It’s been exactly thirteen months since I stood in front of a professional symphony orchestra, conducting a performance the evening of March 3, 2020 in North Carolina.  Returning to New Jersey on March 4, I realized I was now living in Pandemia, a bizarre world filled with perplexing conditions and equally bewildering emotional responses.  With lots of time on my hands to ponder, some disturbing thoughts began to fill my mind.  “When would the audience for live classical music performances again be willing to sit three inches from each other in a concert hall?  When would it be safe for 80 musicians to be on a stage with each other?  When would any conductor stand in front of a symphony orchestra?  Months,  a year, longer?”  Answers to these questions continue to shift even now as Carnegie Hall recently announced the cancellation of all performances through at least July 24.

Before the North Carolina concert, I was writing an article called Underneath the Formal Attire, a brief look into the behind the scenes lives of professional symphony orchestra musicians. In Pandemia, I found myself with no appetite to complete this task, haunted by queries like: “Who’s going to even care about this?  Which professional symphony orchestras will still be left standing when the pandemic and the economic disaster it spawned finally end?”  A psychological cloud would not allow me to think about professional symphony orchestras at all.  “What’s the point?”

However, I continued to listen to the music I have loved all my life.  Recorded music is, of course, more abundantly available than at any previous time during my life.  While it’s not the same as sitting in the New Jersey Performing Arts Center listening to the Mariinsky Theater Orchestra perform under Valerie Gergiev, it is thrilling to listen to and watch previously recorded concerts by the Berlin Philharmonic on my computer or television.  

In the interim, some conductors have cautiously begun to conduct socially-distanced performances with chamber ensembles.  Some of these performances have even been presented before live audiences, while most have been streamed.  I’m confident that one day I will finish Underneath the Formal Attire – on a day when symphony orchestra musicians are again gainfully employed and performing for enthusiastic crowds in concert halls.

The most moving event for me personally during the past year occurred when friends learned the Mt. Gretna Festival near Lebanon, Pennsylvania had put together a last minute performance in their outdoor music shed on October 3rd.  The Lincoln Center Jazz Orchestra had decided to mount a brief outdoor tour of Wynton Marsalis’s new work The Democracy! Suite. The music is definitely worth the listen and can be downloaded here: https://store.jazz.org/products/the-democracy-suite.

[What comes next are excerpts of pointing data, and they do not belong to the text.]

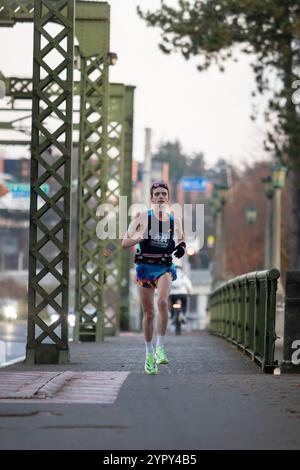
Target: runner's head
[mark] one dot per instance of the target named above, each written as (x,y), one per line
(159,192)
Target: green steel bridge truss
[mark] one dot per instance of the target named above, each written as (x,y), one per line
(103,146)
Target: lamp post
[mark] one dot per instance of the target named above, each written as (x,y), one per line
(278,177)
(251,215)
(278,172)
(219,199)
(269,192)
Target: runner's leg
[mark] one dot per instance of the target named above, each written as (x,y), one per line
(147,300)
(163,290)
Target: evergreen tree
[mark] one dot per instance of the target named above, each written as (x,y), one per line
(269,30)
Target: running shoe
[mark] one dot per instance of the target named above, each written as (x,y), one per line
(150,364)
(161,357)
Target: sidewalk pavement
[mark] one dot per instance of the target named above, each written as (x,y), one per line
(210,396)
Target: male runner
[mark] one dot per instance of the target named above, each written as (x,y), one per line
(155,231)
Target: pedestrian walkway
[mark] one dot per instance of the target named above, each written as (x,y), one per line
(210,396)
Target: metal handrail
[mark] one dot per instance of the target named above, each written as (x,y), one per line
(243,311)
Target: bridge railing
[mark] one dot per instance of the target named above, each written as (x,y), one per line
(243,311)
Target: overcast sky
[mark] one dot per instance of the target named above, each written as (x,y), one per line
(206,111)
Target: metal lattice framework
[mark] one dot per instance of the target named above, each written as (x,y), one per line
(92,31)
(115,152)
(51,163)
(92,172)
(119,152)
(119,184)
(126,187)
(92,179)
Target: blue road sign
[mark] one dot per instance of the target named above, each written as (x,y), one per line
(193,184)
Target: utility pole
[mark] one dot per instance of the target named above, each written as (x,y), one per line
(147,167)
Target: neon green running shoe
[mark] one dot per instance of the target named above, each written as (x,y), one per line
(161,357)
(150,364)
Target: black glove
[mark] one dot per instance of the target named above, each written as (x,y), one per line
(179,250)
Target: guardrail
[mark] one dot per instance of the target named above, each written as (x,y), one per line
(243,311)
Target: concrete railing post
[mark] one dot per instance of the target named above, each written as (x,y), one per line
(291,342)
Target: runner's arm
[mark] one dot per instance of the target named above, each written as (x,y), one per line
(135,232)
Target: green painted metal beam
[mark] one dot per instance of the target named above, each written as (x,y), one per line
(51,163)
(126,190)
(92,173)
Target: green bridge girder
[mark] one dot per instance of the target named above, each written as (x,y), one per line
(49,344)
(120,129)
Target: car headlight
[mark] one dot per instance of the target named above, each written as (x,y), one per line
(10,312)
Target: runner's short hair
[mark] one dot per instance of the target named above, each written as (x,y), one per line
(158,184)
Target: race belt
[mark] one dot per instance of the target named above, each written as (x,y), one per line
(147,258)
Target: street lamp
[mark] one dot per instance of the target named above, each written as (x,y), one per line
(269,192)
(268,186)
(251,214)
(219,199)
(278,175)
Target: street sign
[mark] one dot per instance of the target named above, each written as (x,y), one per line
(196,184)
(23,189)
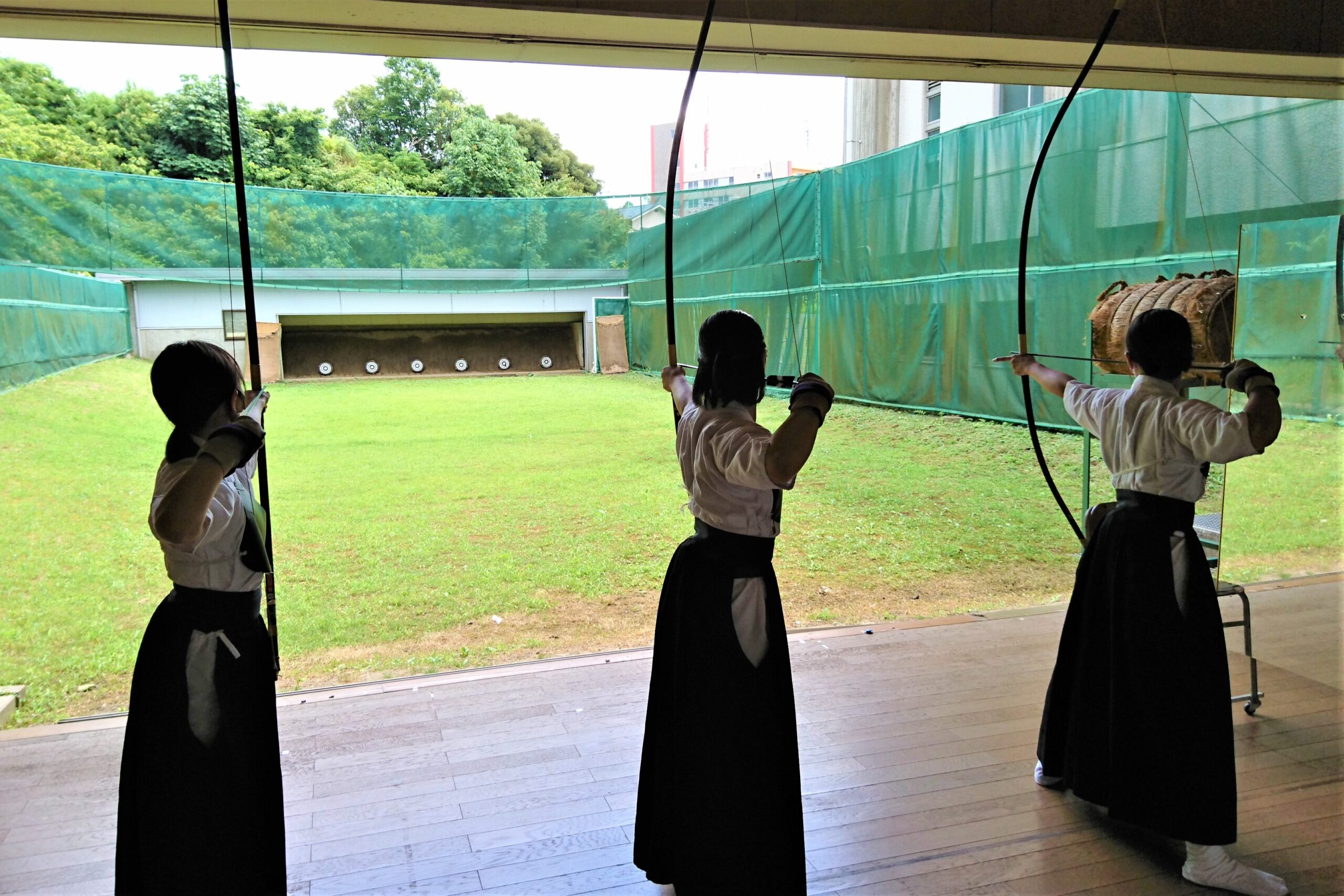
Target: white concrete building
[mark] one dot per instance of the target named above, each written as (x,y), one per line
(885,114)
(481,327)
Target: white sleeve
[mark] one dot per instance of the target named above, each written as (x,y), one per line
(1213,434)
(740,453)
(1084,404)
(219,513)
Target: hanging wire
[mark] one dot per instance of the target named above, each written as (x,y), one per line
(779,220)
(229,251)
(1190,152)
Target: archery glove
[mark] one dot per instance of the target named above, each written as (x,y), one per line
(1245,376)
(234,444)
(815,393)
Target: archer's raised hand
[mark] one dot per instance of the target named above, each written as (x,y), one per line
(671,374)
(1022,364)
(815,393)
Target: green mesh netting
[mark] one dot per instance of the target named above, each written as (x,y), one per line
(894,277)
(187,230)
(902,268)
(1288,318)
(50,321)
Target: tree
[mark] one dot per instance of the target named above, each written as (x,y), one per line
(130,121)
(27,139)
(293,141)
(487,160)
(47,100)
(562,172)
(405,111)
(193,140)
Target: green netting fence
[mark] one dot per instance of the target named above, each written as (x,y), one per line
(1289,316)
(50,320)
(896,276)
(893,276)
(81,219)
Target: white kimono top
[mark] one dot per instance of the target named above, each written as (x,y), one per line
(212,562)
(722,456)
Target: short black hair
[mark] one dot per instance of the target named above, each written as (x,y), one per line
(731,363)
(1160,342)
(191,379)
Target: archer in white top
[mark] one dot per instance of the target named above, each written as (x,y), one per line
(207,558)
(722,452)
(1153,440)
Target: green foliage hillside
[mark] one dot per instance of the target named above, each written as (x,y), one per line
(404,135)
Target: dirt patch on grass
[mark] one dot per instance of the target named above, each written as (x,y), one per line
(572,625)
(1287,565)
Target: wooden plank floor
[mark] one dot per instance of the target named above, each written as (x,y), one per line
(917,747)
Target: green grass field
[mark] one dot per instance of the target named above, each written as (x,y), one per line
(411,512)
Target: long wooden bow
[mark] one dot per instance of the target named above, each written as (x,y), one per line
(673,171)
(249,304)
(1022,265)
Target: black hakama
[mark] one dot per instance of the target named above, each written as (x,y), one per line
(195,818)
(721,803)
(1138,712)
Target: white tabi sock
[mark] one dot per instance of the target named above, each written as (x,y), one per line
(1213,867)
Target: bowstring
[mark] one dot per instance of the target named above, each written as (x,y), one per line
(779,220)
(1190,152)
(229,250)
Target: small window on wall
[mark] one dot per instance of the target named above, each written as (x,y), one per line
(1014,97)
(933,108)
(236,325)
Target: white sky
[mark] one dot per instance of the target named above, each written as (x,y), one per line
(603,114)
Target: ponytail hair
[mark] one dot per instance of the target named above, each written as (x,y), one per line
(731,361)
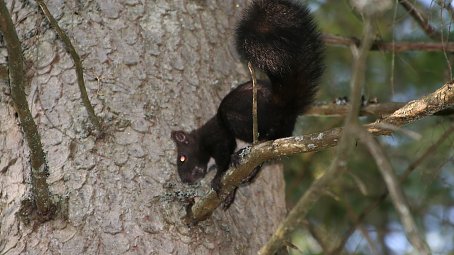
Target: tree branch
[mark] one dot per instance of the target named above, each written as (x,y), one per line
(421,19)
(256,155)
(378,109)
(390,46)
(397,195)
(41,196)
(77,63)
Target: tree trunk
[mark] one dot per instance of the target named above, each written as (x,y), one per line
(150,67)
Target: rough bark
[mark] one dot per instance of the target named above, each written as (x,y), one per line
(150,66)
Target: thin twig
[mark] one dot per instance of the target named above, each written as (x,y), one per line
(429,151)
(255,133)
(378,109)
(395,47)
(397,195)
(256,155)
(421,19)
(41,195)
(77,63)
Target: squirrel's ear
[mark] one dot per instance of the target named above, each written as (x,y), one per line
(180,137)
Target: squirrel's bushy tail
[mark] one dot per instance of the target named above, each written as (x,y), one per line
(281,38)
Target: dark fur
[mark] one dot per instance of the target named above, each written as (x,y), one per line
(280,38)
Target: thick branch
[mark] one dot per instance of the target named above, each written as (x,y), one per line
(379,109)
(42,201)
(77,63)
(254,156)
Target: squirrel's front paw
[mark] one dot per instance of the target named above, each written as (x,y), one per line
(237,156)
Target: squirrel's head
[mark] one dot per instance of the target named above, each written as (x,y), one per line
(191,160)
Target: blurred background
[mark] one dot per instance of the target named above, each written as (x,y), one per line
(355,216)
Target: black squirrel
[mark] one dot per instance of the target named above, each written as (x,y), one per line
(280,38)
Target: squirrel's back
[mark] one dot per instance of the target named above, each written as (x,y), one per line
(281,38)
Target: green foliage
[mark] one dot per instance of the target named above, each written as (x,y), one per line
(390,76)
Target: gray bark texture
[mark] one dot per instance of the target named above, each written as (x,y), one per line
(150,67)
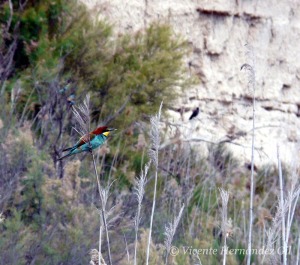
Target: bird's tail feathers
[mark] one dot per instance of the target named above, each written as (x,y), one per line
(64,157)
(67,149)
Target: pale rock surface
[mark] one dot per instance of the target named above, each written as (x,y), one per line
(217,31)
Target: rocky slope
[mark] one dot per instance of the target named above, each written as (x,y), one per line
(217,32)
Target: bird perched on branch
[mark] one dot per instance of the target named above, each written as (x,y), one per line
(89,141)
(195,113)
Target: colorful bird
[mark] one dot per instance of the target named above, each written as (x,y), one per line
(195,113)
(89,141)
(71,100)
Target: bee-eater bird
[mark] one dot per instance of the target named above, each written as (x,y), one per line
(89,141)
(195,113)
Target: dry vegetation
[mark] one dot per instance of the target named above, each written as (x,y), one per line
(138,199)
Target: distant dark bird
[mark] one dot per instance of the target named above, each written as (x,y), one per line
(195,113)
(64,89)
(71,99)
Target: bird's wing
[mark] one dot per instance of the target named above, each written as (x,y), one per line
(85,139)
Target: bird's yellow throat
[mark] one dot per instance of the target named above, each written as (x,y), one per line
(106,133)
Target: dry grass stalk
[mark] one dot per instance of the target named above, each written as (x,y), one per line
(170,230)
(153,153)
(139,192)
(251,85)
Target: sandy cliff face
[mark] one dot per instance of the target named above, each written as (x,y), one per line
(217,31)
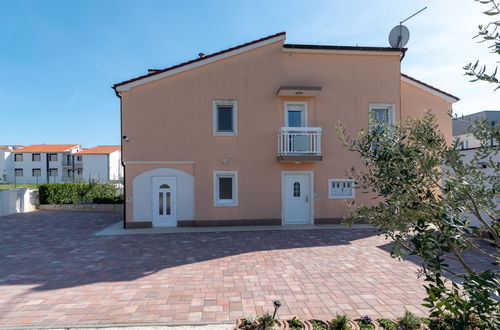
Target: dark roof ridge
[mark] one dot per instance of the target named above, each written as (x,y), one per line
(431,87)
(154,71)
(338,47)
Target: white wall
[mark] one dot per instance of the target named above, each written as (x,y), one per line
(142,191)
(115,166)
(103,168)
(4,165)
(28,165)
(17,200)
(469,140)
(95,167)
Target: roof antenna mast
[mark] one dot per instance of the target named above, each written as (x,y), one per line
(399,36)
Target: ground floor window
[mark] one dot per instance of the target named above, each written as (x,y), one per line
(340,188)
(225,188)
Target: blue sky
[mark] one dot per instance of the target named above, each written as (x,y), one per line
(59,59)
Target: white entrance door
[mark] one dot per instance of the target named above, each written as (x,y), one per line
(164,202)
(297,199)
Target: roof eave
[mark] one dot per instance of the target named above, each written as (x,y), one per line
(430,89)
(153,76)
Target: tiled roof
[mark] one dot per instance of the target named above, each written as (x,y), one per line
(99,150)
(429,86)
(336,47)
(154,71)
(48,148)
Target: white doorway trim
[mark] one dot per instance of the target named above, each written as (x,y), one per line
(310,174)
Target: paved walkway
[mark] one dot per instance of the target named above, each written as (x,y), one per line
(54,271)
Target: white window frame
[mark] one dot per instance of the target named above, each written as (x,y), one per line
(232,103)
(285,111)
(331,196)
(50,157)
(225,174)
(391,107)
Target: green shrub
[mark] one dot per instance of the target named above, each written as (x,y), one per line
(108,200)
(409,321)
(267,321)
(387,324)
(295,324)
(340,322)
(76,193)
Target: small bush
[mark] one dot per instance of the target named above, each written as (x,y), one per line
(387,324)
(267,321)
(295,324)
(107,200)
(76,193)
(409,321)
(340,322)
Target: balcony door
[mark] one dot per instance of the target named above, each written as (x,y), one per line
(297,197)
(164,201)
(295,114)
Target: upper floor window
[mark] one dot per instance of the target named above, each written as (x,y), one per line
(381,114)
(225,118)
(295,114)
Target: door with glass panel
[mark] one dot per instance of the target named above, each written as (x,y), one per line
(164,201)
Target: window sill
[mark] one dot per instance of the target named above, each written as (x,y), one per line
(225,134)
(229,203)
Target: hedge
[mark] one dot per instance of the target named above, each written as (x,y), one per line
(75,193)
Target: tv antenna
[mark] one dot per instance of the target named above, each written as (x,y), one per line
(399,36)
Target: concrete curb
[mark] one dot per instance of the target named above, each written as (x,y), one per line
(117,325)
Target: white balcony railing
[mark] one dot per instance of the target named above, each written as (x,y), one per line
(298,141)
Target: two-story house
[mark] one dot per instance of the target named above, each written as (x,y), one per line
(247,135)
(100,163)
(43,163)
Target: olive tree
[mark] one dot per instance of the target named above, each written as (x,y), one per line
(436,206)
(490,34)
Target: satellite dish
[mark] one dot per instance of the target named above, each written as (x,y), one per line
(399,36)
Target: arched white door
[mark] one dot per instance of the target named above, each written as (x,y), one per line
(164,202)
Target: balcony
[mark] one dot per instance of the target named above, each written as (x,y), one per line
(299,144)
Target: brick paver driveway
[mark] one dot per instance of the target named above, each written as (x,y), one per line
(54,272)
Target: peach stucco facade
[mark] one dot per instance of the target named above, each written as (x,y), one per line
(168,125)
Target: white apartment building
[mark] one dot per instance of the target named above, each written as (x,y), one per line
(42,163)
(6,161)
(4,156)
(462,124)
(101,163)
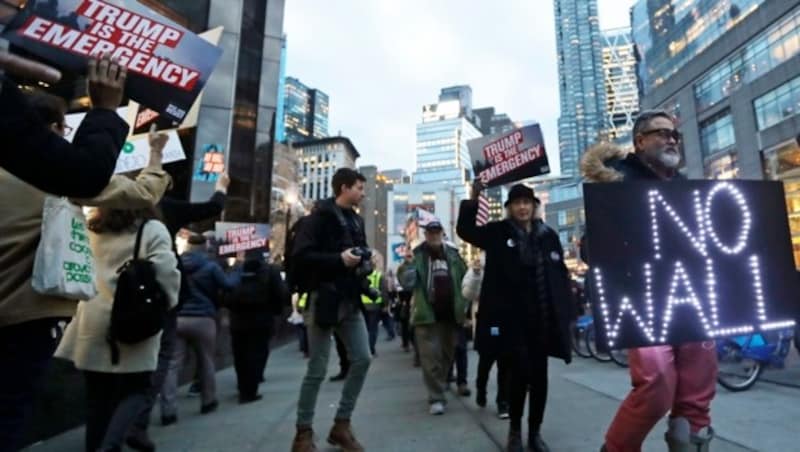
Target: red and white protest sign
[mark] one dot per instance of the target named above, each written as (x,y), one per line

The most incredible aspect about that afternoon in Mt Gretna happened just as the concert began.The shed at Mt. Gretna has 708 seats. The management had sold 150 extremely socially-distanced seats to mask wearing attendees.  When Wynton Marsalis and the Lincoln Center Jazz Orchestra began to play the first notes of Be Present I swear that I, my wife, our two friends, the other 146 audience members and even some in the orchestra simultaneously burst into tears. It was a cathartic moment like no other from any concert I’d ever attended.